Les suites de l’événement supposé « heureux » ne s’accordaient pas forcément avec cette épithète. Le bilan humain était lourd : 6 000 à 7 000 morts, jusqu’à 15 000 bannis. La vie à Istanbul s’était pratiquement arrêtée ; abasourdie et épouvantée, la population se terre, craignant à tout instant d’être victime de l’ire impériale. Celle-ci avait frappé bon nombre d’individus, jugés coupables par association, à commencer par l’ordre hétérodoxe des Bektachis, proche des janissaires et dont les couvents furent fermés et confisqués, et les derviches exilés et parfois exécutés. L’historiographe Şanizade Ataullah Efendi, dont nous avons vu l’année dernière l’étrange plagiat de Voltaire, fut exilé pour ses sympathies supposées et mourut d’apoplexie lorsqu’on lui annonça que le sultan l’avait gracié. Le sultan est tiraillé entre l’ivresse du pouvoir et la crainte d’un attentat. Il se produit de plus en plus en public, mais ces bains de foule sont parfois l’occasion de réactions presque paranoïaques, comme lorsqu’il fait arrêter un individu dont l’attitude et le regard lui avaient paru suspects.

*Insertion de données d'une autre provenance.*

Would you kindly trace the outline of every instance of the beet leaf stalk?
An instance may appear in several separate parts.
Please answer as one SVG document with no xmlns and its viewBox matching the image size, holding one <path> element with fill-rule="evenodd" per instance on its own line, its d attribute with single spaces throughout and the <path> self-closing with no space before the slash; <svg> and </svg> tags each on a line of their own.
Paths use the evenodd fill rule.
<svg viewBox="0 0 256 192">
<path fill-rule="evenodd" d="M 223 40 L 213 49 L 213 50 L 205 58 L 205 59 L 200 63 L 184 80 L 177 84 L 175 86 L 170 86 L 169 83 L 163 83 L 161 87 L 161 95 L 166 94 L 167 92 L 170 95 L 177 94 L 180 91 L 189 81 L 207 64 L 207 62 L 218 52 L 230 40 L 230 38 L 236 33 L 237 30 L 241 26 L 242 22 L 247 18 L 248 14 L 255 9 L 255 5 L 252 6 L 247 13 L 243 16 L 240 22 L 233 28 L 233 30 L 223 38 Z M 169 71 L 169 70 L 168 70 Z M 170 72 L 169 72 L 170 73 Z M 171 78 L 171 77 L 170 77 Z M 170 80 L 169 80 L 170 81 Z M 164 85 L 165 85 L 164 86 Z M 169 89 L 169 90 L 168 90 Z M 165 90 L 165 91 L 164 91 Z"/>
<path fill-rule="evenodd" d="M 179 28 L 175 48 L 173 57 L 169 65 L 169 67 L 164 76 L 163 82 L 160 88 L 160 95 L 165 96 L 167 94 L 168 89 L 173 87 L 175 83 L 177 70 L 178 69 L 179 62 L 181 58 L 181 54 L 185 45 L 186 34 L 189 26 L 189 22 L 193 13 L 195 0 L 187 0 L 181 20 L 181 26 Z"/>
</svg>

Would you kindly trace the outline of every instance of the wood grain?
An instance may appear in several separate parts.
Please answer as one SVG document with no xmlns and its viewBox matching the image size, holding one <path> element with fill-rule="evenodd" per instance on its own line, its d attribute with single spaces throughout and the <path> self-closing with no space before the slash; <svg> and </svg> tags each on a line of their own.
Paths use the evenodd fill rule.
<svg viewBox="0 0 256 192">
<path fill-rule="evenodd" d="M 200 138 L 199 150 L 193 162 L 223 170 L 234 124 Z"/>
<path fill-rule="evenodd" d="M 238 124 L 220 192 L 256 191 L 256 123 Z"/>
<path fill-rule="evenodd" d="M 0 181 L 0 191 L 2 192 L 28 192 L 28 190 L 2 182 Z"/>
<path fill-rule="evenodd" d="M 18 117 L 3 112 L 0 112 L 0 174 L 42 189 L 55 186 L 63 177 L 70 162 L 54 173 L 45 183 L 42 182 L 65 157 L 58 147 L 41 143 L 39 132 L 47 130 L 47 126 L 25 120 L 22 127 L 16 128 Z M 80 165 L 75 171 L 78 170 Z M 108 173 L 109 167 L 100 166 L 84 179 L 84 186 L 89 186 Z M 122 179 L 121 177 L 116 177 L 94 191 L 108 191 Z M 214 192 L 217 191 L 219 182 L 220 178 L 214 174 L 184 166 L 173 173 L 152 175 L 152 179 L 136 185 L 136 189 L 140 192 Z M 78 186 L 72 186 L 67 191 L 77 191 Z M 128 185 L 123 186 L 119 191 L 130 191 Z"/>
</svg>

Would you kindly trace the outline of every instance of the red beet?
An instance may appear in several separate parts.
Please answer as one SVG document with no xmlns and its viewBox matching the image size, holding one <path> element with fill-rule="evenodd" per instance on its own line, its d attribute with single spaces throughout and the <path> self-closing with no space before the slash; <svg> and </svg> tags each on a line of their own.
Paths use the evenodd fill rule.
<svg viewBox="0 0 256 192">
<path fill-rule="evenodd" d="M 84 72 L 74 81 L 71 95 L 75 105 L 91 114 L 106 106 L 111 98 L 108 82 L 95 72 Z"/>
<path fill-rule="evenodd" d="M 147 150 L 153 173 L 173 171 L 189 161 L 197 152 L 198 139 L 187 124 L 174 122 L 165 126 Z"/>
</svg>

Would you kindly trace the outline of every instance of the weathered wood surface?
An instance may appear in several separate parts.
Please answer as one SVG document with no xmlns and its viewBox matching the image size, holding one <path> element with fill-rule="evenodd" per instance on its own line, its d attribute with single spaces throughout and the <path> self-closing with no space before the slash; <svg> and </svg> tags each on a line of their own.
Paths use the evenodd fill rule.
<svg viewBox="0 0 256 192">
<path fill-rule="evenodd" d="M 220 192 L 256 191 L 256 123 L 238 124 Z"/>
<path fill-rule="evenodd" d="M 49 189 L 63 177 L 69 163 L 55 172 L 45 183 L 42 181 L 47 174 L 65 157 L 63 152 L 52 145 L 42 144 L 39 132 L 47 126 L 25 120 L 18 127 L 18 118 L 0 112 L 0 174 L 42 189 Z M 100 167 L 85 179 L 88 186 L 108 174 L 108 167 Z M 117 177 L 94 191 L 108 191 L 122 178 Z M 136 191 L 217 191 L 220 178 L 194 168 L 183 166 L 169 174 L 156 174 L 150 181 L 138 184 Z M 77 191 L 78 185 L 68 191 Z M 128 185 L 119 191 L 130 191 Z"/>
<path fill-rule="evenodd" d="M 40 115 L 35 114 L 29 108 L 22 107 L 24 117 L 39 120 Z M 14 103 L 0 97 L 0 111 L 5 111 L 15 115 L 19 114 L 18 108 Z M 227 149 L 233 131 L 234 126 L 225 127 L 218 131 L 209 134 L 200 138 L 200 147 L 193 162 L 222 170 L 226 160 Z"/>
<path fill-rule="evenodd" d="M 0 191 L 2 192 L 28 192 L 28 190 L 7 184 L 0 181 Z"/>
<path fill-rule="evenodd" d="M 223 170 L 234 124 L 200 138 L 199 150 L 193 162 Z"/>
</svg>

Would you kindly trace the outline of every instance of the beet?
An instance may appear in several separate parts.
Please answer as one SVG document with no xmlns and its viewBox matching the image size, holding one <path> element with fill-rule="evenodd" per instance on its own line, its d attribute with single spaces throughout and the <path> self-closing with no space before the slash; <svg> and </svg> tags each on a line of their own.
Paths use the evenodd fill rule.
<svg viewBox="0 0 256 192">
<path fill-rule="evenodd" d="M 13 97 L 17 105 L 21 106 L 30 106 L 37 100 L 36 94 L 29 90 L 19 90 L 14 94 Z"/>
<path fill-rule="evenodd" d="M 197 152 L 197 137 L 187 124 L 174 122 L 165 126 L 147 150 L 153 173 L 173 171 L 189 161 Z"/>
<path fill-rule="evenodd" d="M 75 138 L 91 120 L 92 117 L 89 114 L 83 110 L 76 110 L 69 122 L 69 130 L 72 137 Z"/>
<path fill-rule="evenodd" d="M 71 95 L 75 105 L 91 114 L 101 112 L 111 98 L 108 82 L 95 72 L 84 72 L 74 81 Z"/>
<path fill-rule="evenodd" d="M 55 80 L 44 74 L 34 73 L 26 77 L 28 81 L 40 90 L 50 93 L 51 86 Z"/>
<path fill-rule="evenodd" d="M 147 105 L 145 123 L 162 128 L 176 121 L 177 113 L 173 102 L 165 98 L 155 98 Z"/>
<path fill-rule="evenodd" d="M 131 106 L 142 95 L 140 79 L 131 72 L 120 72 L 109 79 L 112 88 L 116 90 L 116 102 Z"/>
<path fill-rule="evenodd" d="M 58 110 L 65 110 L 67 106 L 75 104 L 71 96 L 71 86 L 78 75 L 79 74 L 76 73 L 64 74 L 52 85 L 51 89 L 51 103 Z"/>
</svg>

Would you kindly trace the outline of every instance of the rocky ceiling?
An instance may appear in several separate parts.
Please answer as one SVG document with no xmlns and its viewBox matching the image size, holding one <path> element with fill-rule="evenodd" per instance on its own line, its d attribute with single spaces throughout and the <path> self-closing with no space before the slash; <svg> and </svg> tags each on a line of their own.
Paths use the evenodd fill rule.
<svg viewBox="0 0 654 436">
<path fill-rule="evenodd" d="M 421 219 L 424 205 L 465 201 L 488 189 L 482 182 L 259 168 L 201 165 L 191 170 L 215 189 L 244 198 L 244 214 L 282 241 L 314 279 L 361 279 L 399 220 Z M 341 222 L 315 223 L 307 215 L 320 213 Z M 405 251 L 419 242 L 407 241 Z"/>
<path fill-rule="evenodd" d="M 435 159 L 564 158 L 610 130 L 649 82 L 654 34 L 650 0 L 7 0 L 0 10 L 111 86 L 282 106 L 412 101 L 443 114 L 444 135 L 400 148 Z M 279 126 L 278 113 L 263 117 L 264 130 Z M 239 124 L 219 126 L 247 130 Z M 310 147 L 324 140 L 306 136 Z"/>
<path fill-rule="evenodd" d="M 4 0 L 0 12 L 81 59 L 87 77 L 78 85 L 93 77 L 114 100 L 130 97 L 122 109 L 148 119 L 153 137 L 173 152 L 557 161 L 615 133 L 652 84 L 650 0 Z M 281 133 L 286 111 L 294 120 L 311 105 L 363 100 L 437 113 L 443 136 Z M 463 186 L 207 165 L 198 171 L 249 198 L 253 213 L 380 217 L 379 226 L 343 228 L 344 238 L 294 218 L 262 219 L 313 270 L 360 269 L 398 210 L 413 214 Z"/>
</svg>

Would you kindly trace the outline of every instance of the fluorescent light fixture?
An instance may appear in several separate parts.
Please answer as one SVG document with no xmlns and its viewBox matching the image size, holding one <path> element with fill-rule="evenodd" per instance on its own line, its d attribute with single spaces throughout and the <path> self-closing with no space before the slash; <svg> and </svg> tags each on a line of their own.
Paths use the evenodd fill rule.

L’attention de l’État se porte tout particulièrement sur les lieux publics jugés dangereux : les cafés, les bains, les tavernes sont fermés, puis rouverts, constamment surveillés, et leur contrôle, relevant traditionnellement des janissaires, est confié à des troupes dont la fidélité a été constatée. Le palais et le gouvernement restent sur le pied de guerre et l’étendard sacré du Prophète n’est ramené au palais qu’un mois et demi après l’événement, signe d’un timide début d’accalmie. Les exécutions sommaires continuent et la terreur règne, alimentée par des rumeurs de mahonnes chargées de corps allant déverser leur cargaison dans la mer.